- Developer: Sirius Software
- Publisher: Sirius Software
- Designer: Bob Blauschild
- Platforms: Apple II, PC-88, FM-7
- Release: NA: 1982;
- Genre: Interactive fiction
- Mode: Single-player

= Escape from Rungistan =

1982 video game

Escape from Rungistan is an interactive fiction video game written by Bob Blauschild for the Apple II and released by Sirius Software in 1982. Blauschild also wrote Critical Mass which was published by Sirius in 1983.

==Plot==
The instructions at the opening of the game describe the situation:

You are about to cross the border into the country of Rungistan in Central Africa. They don't like foreigners, especially ones that play on computers!

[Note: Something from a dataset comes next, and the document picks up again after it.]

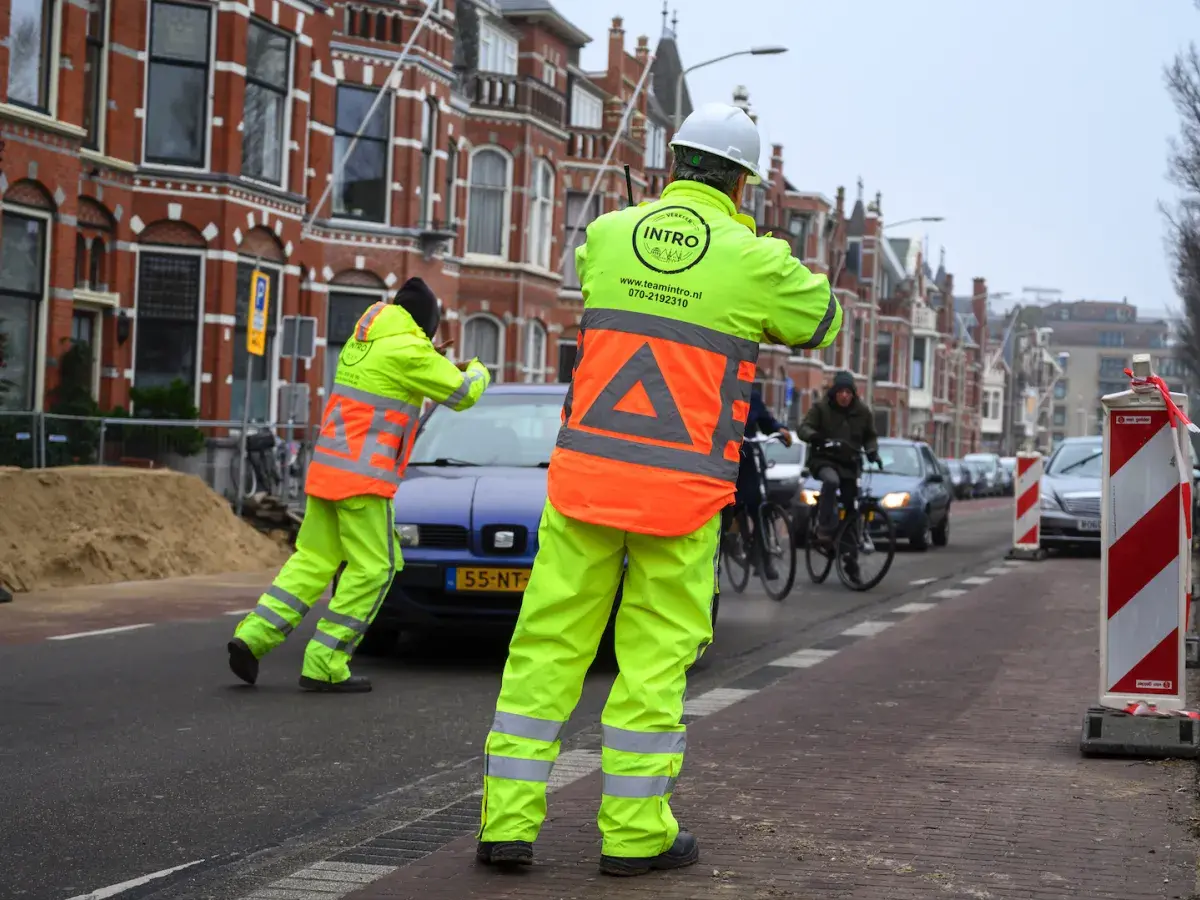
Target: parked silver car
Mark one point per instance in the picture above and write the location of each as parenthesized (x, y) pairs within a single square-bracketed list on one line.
[(1071, 495)]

If you cross the border they will probably throw you in jail and shoot you at sunrise. Your only hope in that case would be to escape from the cell and make it back across the border.

==Gameplay==
Rungistan combines graphical elements with text-based commands. The game begins with the player sitting in a jail cell and one is asked to enter a command. In certain situations, the player is required to perform a certain action before the time runs out, such as defusing a bomb. It also includes arcade-like sequences, such as skiing down a hill and avoiding trees.

==Reception==
Softline in 1982 liked the "precise, colorful graphics", animated arcade sequences, and built-in hints, and stated that "The puzzles are otherwise challenging enough for the average adventurer".